NLIHC’s State and Local Innovation (SLI) project supports state and local partners in advancing, implementing, and enforcing state and local tenant protections, sustaining emergency rental assistance (ERA) programs, preventing the criminalization of homelessness, and advancing other innovations that keep eviction rates down and prevent homelessness. The SLI project shapes and informs federal policies addressing the needs of the lowest-income and most marginalized renters in the U.S. by hosting webinars, releasing resources, and gathering data about state and local tenant protections. Learn more by visiting the SLI webpage! Learn more about the SLI Project.

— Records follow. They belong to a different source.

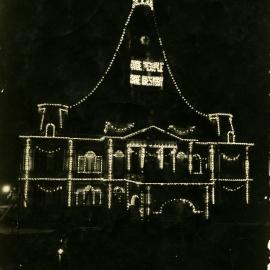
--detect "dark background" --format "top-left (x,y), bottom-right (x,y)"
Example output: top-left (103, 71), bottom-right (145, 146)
top-left (0, 0), bottom-right (270, 270)
top-left (0, 0), bottom-right (270, 198)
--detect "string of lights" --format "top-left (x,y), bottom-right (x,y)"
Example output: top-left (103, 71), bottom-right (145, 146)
top-left (221, 153), bottom-right (240, 161)
top-left (69, 6), bottom-right (135, 108)
top-left (104, 121), bottom-right (135, 134)
top-left (37, 185), bottom-right (63, 193)
top-left (36, 145), bottom-right (61, 154)
top-left (222, 185), bottom-right (244, 192)
top-left (155, 198), bottom-right (203, 214)
top-left (168, 125), bottom-right (195, 136)
top-left (152, 9), bottom-right (208, 118)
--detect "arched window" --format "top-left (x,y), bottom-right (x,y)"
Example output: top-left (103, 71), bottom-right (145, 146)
top-left (227, 131), bottom-right (235, 143)
top-left (45, 123), bottom-right (55, 137)
top-left (78, 151), bottom-right (102, 173)
top-left (113, 186), bottom-right (125, 202)
top-left (193, 154), bottom-right (202, 174)
top-left (75, 185), bottom-right (102, 206)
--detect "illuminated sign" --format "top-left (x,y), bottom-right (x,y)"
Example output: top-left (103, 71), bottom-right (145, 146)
top-left (130, 59), bottom-right (164, 88)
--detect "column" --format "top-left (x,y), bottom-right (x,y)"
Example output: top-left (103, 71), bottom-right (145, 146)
top-left (171, 148), bottom-right (176, 173)
top-left (126, 183), bottom-right (129, 210)
top-left (139, 147), bottom-right (145, 170)
top-left (204, 186), bottom-right (209, 219)
top-left (107, 139), bottom-right (113, 209)
top-left (188, 142), bottom-right (193, 174)
top-left (157, 147), bottom-right (164, 170)
top-left (23, 138), bottom-right (31, 207)
top-left (140, 190), bottom-right (144, 220)
top-left (67, 140), bottom-right (73, 207)
top-left (146, 186), bottom-right (151, 216)
top-left (209, 145), bottom-right (215, 204)
top-left (245, 146), bottom-right (250, 204)
top-left (127, 146), bottom-right (133, 171)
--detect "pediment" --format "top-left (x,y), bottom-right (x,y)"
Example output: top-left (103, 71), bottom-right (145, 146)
top-left (123, 126), bottom-right (194, 141)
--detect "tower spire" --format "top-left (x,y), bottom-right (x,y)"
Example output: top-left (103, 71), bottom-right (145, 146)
top-left (132, 0), bottom-right (154, 10)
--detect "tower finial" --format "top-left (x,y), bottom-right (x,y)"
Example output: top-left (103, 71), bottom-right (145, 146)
top-left (132, 0), bottom-right (154, 10)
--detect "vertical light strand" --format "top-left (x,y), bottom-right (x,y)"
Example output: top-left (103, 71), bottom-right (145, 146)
top-left (127, 146), bottom-right (133, 171)
top-left (205, 186), bottom-right (209, 219)
top-left (209, 145), bottom-right (215, 181)
top-left (108, 183), bottom-right (112, 209)
top-left (92, 189), bottom-right (96, 204)
top-left (75, 191), bottom-right (79, 206)
top-left (245, 146), bottom-right (249, 204)
top-left (171, 148), bottom-right (176, 173)
top-left (67, 140), bottom-right (73, 207)
top-left (152, 9), bottom-right (208, 118)
top-left (126, 183), bottom-right (129, 210)
top-left (188, 142), bottom-right (193, 174)
top-left (157, 147), bottom-right (164, 170)
top-left (107, 139), bottom-right (113, 209)
top-left (69, 6), bottom-right (134, 108)
top-left (99, 190), bottom-right (102, 204)
top-left (23, 138), bottom-right (31, 207)
top-left (146, 186), bottom-right (151, 216)
top-left (140, 147), bottom-right (145, 170)
top-left (107, 139), bottom-right (113, 180)
top-left (209, 145), bottom-right (216, 204)
top-left (140, 190), bottom-right (144, 220)
top-left (83, 189), bottom-right (86, 205)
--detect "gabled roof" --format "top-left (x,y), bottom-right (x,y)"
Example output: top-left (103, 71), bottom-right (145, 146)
top-left (112, 126), bottom-right (198, 141)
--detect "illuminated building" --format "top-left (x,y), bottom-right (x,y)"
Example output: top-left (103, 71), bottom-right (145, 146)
top-left (19, 0), bottom-right (253, 219)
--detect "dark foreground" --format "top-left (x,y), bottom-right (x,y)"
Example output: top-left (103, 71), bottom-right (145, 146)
top-left (0, 211), bottom-right (269, 270)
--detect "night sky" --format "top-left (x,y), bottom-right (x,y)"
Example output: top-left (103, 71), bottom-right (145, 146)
top-left (0, 0), bottom-right (270, 198)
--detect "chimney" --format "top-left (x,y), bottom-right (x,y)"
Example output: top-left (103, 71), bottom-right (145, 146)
top-left (37, 103), bottom-right (69, 137)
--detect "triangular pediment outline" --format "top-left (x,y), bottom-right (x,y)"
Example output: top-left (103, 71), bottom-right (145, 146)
top-left (119, 125), bottom-right (197, 141)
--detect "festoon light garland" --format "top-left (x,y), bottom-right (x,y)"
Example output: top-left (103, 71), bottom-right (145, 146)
top-left (221, 153), bottom-right (240, 161)
top-left (69, 5), bottom-right (135, 108)
top-left (37, 185), bottom-right (63, 193)
top-left (36, 145), bottom-right (61, 154)
top-left (104, 121), bottom-right (135, 134)
top-left (168, 125), bottom-right (196, 136)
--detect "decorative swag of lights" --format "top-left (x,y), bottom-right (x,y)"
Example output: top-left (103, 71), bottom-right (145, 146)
top-left (104, 121), bottom-right (135, 134)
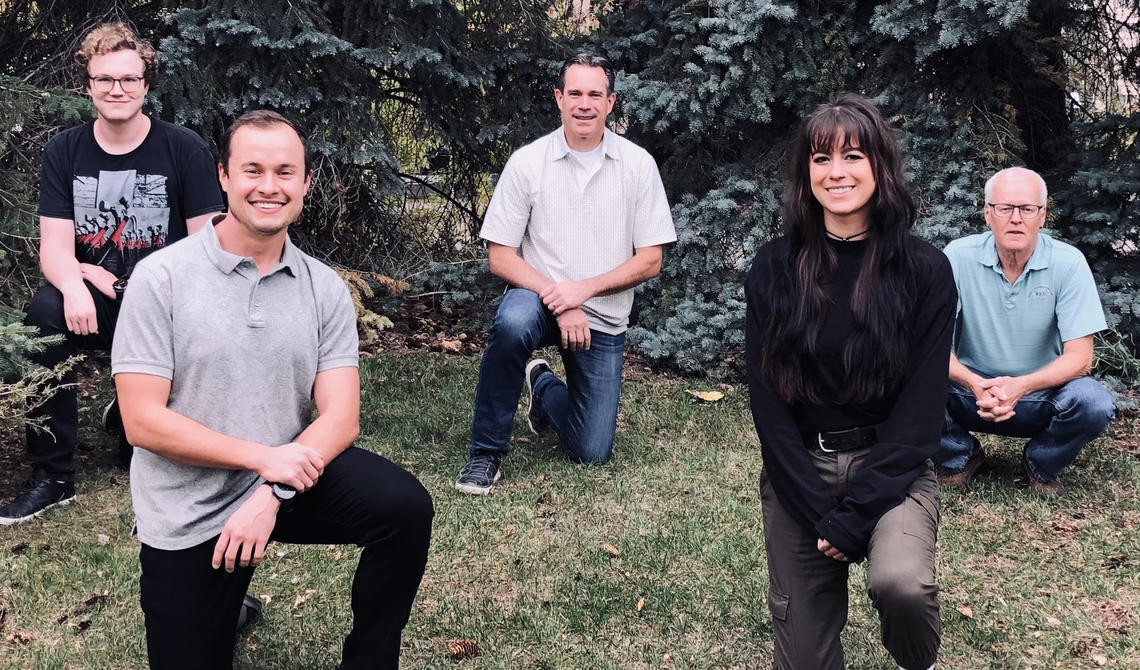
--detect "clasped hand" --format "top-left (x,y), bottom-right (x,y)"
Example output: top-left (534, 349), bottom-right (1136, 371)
top-left (211, 442), bottom-right (325, 572)
top-left (972, 377), bottom-right (1025, 423)
top-left (538, 281), bottom-right (593, 317)
top-left (63, 263), bottom-right (117, 335)
top-left (255, 442), bottom-right (325, 491)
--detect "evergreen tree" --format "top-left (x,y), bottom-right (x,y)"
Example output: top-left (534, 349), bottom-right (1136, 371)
top-left (599, 0), bottom-right (1138, 373)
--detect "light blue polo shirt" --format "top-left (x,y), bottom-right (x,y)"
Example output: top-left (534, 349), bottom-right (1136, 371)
top-left (945, 232), bottom-right (1107, 376)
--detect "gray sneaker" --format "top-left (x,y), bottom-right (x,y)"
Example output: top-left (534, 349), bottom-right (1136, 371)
top-left (527, 358), bottom-right (554, 435)
top-left (455, 454), bottom-right (503, 496)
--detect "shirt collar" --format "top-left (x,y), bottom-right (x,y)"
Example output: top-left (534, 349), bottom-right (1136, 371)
top-left (198, 214), bottom-right (301, 277)
top-left (547, 125), bottom-right (621, 161)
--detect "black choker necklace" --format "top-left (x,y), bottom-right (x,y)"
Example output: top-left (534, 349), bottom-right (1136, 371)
top-left (823, 228), bottom-right (871, 242)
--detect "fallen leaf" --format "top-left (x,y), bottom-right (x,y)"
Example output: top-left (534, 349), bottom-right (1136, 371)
top-left (685, 389), bottom-right (724, 402)
top-left (293, 589), bottom-right (317, 610)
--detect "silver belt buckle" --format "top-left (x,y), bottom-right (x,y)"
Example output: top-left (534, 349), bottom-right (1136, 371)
top-left (815, 433), bottom-right (839, 454)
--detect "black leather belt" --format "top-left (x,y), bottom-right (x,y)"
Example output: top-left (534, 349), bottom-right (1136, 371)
top-left (805, 426), bottom-right (879, 454)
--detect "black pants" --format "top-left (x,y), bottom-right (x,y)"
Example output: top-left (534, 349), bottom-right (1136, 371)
top-left (24, 283), bottom-right (119, 481)
top-left (139, 447), bottom-right (434, 670)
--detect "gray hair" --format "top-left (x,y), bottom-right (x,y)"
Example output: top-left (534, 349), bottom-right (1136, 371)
top-left (985, 168), bottom-right (1049, 206)
top-left (557, 54), bottom-right (613, 96)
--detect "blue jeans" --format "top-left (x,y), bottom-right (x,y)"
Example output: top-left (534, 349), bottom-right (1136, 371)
top-left (937, 377), bottom-right (1116, 482)
top-left (467, 288), bottom-right (626, 464)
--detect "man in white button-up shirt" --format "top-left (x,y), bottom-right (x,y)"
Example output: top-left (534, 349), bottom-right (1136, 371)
top-left (456, 54), bottom-right (677, 493)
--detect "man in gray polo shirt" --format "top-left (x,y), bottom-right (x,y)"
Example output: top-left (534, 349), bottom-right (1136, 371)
top-left (936, 168), bottom-right (1114, 495)
top-left (112, 112), bottom-right (433, 669)
top-left (456, 54), bottom-right (677, 493)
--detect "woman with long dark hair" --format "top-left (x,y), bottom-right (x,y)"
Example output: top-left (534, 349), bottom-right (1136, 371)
top-left (744, 93), bottom-right (958, 670)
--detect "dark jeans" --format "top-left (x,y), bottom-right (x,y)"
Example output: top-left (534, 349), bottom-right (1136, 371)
top-left (139, 447), bottom-right (434, 670)
top-left (24, 283), bottom-right (119, 481)
top-left (467, 288), bottom-right (626, 464)
top-left (760, 449), bottom-right (942, 670)
top-left (936, 377), bottom-right (1116, 482)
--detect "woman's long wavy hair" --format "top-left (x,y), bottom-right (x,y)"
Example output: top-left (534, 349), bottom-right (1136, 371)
top-left (760, 93), bottom-right (917, 403)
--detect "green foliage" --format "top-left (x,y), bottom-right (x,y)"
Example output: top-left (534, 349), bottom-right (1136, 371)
top-left (597, 0), bottom-right (1140, 391)
top-left (0, 73), bottom-right (92, 304)
top-left (0, 305), bottom-right (80, 432)
top-left (157, 0), bottom-right (567, 271)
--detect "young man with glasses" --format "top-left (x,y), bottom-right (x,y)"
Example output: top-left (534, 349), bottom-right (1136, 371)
top-left (0, 23), bottom-right (222, 525)
top-left (937, 168), bottom-right (1114, 495)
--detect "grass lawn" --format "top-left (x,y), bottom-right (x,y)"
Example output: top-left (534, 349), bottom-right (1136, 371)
top-left (0, 353), bottom-right (1140, 670)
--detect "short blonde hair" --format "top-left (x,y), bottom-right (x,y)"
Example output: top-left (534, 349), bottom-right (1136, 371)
top-left (75, 23), bottom-right (158, 89)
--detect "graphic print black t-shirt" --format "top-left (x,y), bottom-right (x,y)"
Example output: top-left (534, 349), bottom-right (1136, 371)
top-left (40, 119), bottom-right (222, 277)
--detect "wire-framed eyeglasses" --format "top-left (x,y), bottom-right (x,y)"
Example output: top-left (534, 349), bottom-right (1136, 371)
top-left (88, 75), bottom-right (143, 93)
top-left (986, 203), bottom-right (1045, 219)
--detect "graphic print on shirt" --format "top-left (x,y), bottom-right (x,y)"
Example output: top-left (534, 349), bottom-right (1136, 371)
top-left (72, 170), bottom-right (170, 277)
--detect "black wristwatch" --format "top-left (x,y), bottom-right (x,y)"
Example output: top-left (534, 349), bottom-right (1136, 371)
top-left (111, 277), bottom-right (127, 301)
top-left (266, 482), bottom-right (296, 512)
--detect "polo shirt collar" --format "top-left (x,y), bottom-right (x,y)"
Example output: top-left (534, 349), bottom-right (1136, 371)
top-left (198, 214), bottom-right (301, 277)
top-left (548, 125), bottom-right (621, 161)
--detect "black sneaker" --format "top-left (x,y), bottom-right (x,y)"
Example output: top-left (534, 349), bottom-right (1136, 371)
top-left (455, 454), bottom-right (503, 496)
top-left (527, 358), bottom-right (554, 435)
top-left (237, 594), bottom-right (263, 630)
top-left (938, 438), bottom-right (986, 489)
top-left (0, 480), bottom-right (75, 525)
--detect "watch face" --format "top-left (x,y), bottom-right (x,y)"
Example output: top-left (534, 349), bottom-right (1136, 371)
top-left (271, 483), bottom-right (296, 503)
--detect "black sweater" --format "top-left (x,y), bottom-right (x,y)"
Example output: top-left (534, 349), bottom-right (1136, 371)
top-left (744, 236), bottom-right (958, 561)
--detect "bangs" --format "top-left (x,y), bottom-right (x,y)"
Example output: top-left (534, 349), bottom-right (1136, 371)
top-left (806, 107), bottom-right (876, 154)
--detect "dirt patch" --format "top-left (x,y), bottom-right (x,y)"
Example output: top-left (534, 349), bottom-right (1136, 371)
top-left (1081, 594), bottom-right (1137, 635)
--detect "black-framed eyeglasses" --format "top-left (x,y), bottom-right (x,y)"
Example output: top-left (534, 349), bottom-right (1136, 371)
top-left (986, 203), bottom-right (1045, 219)
top-left (87, 76), bottom-right (143, 93)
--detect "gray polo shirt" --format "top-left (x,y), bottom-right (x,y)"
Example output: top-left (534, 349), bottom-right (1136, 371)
top-left (111, 221), bottom-right (359, 549)
top-left (480, 126), bottom-right (677, 335)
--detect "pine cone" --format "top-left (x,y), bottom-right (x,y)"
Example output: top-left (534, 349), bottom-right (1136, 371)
top-left (447, 639), bottom-right (479, 661)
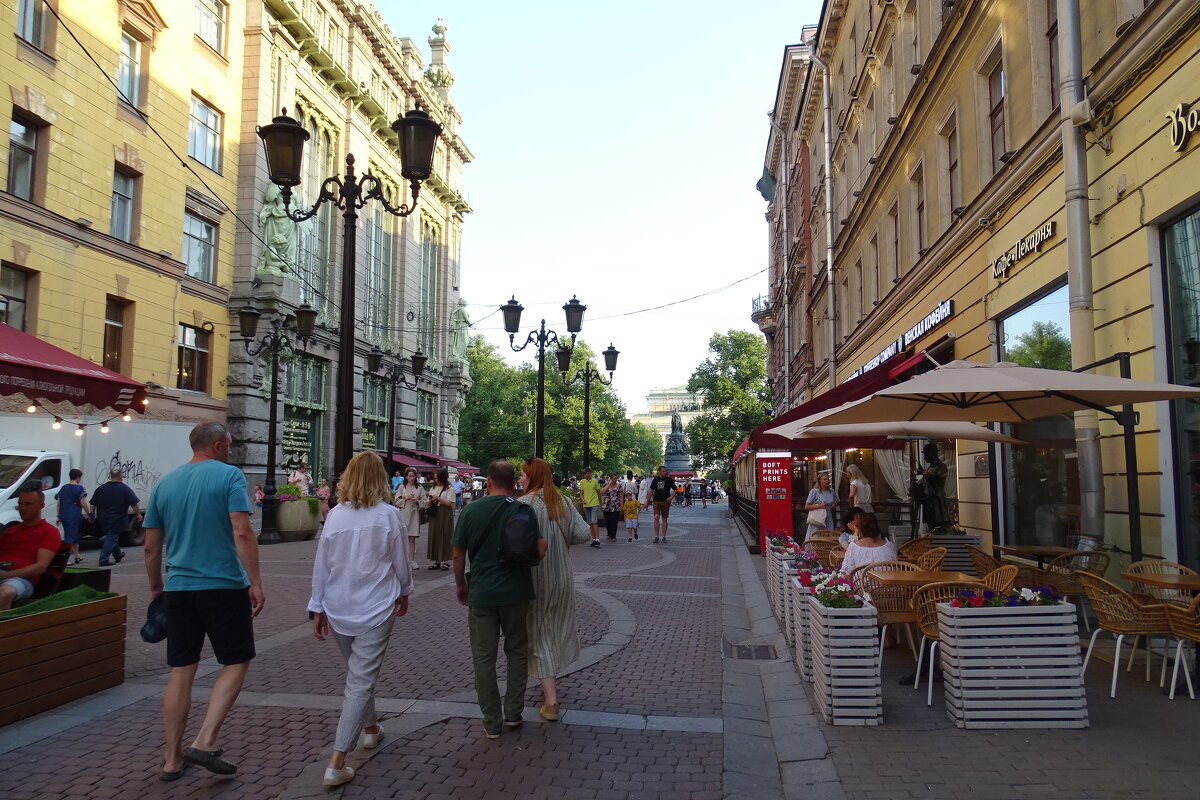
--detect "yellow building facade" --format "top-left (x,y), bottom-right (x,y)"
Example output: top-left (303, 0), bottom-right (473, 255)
top-left (773, 0), bottom-right (1200, 570)
top-left (0, 0), bottom-right (245, 421)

The SLI project builds on the success of NLIHC’s ERASE project, which ran from January 2021 to December 2023. ERASE worked alongside state and local partners to ensure that the historic $46.5 billion in ERA passed by Congress during the pandemic reached the lowest-income and most marginalized renters. By informing and improving ERA program design, the ERASE project helped create more visible, accessible, and preventative ERA programs that ultimately helped keep millions of renters housed. ERASE also supported state and local partners’ efforts to pass, implement, and enforce tenant protections that ensured renters were able to stay housed once they received rental assistance.
However, rents have continued to rise, wages have remained stagnant, and the affordable housing crisis is worsening, making the need for action at the state and local levels more pronounced than ever. To meet this need, NLIHC’s State and Local Innovation project helps state and local partners advance, implement, and enforce state and local tenant protections, sustain ERA programs, oppose the criminalization of homelessness, and develop other innovations.
Last year, the SLI project released a range of new resources, including a series of tenant protections tools and resources – including draft language, frequently asked questions, and briefs – to support the state and local passage and implementation of key tenant protections like “just cause” eviction standards, rent stabilization ordinances, laws that strengthen code enforcement and habitability standards, and laws that limit “junk fees.” The SLI project also maintains efforts to track state and local tenant protections through NLIHC’s State and Local Tenant Protections Database , as well as tracking permanent state and local emergency rental assistance programs.